ByteDance's discrete diffusion protein language model (DPLM-2, ICLR'25). Uses masked diffusion over an extended vocabulary that includes both amino acid and structure codebook tokens. Currently supports sequence-only mode.

  • Output dim: 8229 (33 AA tokens + 8196 structure tokens — formatted by MaskedModelLogitFormatter to expose only the 20 standard AAs + mask)
  • Embedding dim: 640 (150m), 1280 (650m), 2560 (3b) — set dynamically from model weights
  • LoRA support: yes, via apply_lora()
  • Structure conditioning: not yet supported (joint sequence+structure generation requires upstream's structure VQ-VAE tokenizer)

Available checkpoints

HuggingFace hub (airkingbd/):

Checkpoint Params Hidden Layers
airkingbd/dplm2_150m 150M 640 30
airkingbd/dplm2_650m 650M 1280 33
airkingbd/dplm2_3b 3B 2560 36
from proteingen.models import DPLM2

model = DPLM2("airkingbd/dplm2_650m").cuda()  # default checkpoint
log_probs = model.get_log_probs_from_string(["ACDEFGHIK"])

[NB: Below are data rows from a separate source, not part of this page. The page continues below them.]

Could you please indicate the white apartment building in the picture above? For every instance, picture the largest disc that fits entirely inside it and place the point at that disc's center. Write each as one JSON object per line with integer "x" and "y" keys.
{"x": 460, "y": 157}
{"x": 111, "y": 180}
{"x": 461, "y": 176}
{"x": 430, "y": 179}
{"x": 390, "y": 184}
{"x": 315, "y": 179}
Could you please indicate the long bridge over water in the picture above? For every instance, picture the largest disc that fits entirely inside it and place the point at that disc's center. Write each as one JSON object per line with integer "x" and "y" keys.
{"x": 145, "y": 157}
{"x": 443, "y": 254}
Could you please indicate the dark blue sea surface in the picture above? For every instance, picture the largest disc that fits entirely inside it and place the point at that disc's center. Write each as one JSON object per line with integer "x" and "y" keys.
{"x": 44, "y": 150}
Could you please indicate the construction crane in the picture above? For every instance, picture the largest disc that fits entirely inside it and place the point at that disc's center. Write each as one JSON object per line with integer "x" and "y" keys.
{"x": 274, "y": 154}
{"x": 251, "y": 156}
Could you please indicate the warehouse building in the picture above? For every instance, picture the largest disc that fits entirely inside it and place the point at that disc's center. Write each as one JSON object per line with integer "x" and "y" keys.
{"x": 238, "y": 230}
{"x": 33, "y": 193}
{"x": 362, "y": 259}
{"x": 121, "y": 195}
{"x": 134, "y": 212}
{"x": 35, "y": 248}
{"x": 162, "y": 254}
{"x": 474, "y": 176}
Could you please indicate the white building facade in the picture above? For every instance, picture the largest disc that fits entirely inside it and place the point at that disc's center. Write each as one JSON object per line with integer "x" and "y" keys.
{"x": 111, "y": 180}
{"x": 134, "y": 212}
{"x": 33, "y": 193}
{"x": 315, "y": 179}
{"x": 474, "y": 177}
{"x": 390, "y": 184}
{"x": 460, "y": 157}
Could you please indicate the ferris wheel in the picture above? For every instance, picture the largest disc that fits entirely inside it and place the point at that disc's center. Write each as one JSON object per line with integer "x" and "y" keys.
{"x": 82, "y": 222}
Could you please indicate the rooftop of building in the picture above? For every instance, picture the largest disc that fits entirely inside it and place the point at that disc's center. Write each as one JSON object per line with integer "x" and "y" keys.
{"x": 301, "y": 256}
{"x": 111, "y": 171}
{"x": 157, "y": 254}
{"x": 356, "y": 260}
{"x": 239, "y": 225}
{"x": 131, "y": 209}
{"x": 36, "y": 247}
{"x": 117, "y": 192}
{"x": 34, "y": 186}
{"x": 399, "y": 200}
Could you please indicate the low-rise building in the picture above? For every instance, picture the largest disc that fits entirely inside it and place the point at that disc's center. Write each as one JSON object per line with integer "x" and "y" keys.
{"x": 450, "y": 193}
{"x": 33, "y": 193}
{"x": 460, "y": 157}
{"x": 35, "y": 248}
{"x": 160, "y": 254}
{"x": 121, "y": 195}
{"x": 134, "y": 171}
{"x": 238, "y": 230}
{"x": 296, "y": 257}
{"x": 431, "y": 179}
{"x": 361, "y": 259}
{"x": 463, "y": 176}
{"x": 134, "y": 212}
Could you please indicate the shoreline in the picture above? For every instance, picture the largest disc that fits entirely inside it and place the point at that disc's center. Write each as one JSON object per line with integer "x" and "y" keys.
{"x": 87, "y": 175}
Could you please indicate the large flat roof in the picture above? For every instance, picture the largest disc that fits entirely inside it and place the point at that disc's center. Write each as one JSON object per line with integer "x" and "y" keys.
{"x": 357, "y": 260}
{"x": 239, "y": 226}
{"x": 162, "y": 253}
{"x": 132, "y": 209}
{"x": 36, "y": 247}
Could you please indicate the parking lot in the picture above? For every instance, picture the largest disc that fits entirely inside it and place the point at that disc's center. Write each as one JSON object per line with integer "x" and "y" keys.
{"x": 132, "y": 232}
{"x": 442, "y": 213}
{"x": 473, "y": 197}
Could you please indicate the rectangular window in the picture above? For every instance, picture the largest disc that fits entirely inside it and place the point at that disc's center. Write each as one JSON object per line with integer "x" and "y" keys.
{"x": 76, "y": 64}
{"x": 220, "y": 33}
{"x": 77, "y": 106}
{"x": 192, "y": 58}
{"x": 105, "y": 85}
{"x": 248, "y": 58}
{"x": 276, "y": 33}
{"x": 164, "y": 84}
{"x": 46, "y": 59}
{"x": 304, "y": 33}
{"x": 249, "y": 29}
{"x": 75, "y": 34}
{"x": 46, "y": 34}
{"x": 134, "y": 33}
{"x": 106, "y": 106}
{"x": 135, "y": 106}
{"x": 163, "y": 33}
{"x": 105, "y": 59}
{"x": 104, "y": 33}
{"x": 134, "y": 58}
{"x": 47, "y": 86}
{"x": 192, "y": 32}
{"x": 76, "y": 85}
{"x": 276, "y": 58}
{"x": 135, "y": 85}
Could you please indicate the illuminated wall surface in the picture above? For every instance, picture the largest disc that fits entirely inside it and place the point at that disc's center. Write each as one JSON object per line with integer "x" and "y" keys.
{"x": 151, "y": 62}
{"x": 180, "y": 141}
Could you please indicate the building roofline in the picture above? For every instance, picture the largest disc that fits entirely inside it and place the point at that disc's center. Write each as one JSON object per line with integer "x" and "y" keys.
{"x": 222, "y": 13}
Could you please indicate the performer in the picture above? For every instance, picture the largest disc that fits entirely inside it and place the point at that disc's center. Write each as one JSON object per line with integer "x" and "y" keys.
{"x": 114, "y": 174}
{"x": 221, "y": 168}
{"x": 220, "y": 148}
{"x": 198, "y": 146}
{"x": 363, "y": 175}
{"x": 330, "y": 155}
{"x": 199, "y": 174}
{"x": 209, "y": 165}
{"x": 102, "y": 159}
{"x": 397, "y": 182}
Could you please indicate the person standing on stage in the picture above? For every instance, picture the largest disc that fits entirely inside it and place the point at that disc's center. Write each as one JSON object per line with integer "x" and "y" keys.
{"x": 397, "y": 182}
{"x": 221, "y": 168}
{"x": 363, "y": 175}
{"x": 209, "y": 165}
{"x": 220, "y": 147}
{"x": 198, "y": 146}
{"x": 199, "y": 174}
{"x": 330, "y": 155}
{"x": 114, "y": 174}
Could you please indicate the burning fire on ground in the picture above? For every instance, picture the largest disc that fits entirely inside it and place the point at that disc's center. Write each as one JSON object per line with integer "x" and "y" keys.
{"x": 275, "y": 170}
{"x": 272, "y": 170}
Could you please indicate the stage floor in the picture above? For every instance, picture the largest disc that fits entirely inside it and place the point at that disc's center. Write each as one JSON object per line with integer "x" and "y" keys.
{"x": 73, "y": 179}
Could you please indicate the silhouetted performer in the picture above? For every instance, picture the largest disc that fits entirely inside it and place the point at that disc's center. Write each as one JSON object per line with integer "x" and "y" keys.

DPLM-2 works with the same sampling, guidance, and probe infrastructure as the ESM models:

from proteingen.sampling import sample_ctmc_linear_interpolation

init_tokens = model.tokenizer(["<mask>" * 100], return_tensors="pt")["input_ids"].cuda()
sequences = sample_ctmc_linear_interpolation(model, init_tokens, n_steps=100)

Untied embedding weights

The HuggingFace config for DPLM-2 incorrectly sets tie_word_embeddings=True. The DPLM2 wrapper overrides this to False before loading — if you load the model manually via AutoModelForMaskedLM, you'll get wrong logits.